You are viewing a plain text version of this content. The canonical link for it is here.
Posted to dev@arrow.apache.org by Weston Pace <we...@gmail.com> on 2022/06/01 00:18:09 UTC
Re: [C++] Adding Run-Length Encoding to Arrow

> I don't think replacing Scalar compute paths with dedicated paths for
> RLE-encoded data would ever be a simplification. Also, when a kernel
> hasn't been upgraded with a native path for RLE data, former Scalar
> Datums would now be expanded to the full RLE-decoded version before
> running the kernel...

> Well, Arrow C++ does not have a notion of encoding distinct from the
> data type.
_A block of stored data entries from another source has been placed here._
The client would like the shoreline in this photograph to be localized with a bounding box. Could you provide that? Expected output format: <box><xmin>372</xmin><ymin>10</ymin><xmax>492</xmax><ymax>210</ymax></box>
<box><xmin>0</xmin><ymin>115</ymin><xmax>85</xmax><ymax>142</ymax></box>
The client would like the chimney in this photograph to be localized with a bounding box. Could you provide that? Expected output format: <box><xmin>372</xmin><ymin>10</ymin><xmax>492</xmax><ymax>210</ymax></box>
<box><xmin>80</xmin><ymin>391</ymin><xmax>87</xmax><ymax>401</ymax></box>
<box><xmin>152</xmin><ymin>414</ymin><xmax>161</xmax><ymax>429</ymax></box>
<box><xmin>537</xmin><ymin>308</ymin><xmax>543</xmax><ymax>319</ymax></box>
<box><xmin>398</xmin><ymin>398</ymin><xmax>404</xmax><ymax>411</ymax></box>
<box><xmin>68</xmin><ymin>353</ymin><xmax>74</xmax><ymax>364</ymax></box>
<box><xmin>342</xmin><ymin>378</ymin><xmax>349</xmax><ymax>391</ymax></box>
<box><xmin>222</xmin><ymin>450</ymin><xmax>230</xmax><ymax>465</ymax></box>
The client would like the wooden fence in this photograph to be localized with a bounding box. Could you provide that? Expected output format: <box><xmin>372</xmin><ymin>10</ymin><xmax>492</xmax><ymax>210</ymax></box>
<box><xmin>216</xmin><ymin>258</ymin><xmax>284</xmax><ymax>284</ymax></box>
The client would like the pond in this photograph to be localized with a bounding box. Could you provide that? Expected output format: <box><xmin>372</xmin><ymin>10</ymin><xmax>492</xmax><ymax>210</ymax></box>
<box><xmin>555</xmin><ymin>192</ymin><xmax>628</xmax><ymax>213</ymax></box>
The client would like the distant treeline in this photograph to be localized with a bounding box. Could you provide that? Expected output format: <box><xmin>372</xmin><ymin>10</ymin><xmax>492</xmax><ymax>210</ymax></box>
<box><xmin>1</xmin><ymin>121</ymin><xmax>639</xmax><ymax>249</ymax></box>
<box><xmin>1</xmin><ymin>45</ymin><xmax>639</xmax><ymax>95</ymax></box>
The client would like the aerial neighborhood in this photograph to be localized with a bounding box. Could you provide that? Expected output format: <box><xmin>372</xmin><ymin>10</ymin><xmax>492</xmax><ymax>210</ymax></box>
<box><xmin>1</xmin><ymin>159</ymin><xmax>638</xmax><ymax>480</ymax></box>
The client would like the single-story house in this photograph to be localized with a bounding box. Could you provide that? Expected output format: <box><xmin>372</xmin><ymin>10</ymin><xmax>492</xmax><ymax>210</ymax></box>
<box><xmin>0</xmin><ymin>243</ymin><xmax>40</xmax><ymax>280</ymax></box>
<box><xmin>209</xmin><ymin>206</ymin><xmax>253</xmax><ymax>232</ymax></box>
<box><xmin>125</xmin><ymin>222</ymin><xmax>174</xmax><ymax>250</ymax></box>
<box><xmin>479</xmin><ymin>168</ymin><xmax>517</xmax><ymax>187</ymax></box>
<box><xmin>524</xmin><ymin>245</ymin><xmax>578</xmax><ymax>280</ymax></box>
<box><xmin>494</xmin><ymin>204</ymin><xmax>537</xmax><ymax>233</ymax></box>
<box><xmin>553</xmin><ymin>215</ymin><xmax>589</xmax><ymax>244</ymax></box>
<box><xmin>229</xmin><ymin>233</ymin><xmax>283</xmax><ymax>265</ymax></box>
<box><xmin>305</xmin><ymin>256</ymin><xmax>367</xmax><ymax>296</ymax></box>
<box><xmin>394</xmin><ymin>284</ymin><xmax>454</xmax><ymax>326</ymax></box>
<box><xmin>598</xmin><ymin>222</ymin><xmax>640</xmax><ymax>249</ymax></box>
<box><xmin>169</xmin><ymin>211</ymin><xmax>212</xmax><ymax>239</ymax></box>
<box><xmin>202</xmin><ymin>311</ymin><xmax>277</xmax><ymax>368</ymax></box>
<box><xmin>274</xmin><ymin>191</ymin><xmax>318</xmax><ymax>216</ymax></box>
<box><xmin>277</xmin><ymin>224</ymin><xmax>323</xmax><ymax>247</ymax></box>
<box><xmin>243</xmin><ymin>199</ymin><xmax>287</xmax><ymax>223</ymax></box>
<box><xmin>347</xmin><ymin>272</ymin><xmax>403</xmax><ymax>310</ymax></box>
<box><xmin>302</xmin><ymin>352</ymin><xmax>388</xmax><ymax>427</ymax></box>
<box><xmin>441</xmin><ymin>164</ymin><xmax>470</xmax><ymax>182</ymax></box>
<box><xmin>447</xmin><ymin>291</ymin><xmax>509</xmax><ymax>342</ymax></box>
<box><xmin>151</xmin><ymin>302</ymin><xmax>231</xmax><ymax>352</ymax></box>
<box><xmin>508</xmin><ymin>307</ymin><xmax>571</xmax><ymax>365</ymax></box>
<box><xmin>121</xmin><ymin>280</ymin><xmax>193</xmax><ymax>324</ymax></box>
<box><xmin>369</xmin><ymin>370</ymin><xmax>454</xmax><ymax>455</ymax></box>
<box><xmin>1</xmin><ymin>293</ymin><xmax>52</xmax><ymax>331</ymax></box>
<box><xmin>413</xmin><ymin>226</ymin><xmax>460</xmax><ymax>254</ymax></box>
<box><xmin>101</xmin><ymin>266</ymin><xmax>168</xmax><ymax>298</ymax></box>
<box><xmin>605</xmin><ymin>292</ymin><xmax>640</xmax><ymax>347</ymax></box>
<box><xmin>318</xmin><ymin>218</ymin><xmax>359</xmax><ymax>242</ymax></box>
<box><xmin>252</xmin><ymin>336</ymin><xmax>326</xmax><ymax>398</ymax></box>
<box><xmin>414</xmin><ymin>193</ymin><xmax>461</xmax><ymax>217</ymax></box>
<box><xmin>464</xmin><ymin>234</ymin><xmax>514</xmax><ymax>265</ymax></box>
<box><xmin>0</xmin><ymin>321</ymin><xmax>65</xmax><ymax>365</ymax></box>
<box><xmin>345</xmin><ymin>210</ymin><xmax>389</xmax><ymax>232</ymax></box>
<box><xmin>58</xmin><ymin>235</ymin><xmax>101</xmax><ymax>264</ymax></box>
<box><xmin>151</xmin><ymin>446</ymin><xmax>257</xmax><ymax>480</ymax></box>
Adding such a notion would risk breaking compatibility for
> all existing software that hasn't been upgraded to dispatch based on
> encoding.

I think these two things are related.  I would argue that
ValueDescr::Shape is already a notion of encoding and we are already
capable of dispatching based on this.  However, it is not very useful,
outside of a few internal performance hacks, because there is no way
for incoming serialized data to end up as a scalar and there is no way
to serialize output data as a scalar.

So it seems like there is a tradeoff.  If we add this then we
introduce the fact that newer software can create data that cannot be
consumed by older software.  Too much of this and the risk is that
Arrow is not enough of a consistent standard to offer benefits.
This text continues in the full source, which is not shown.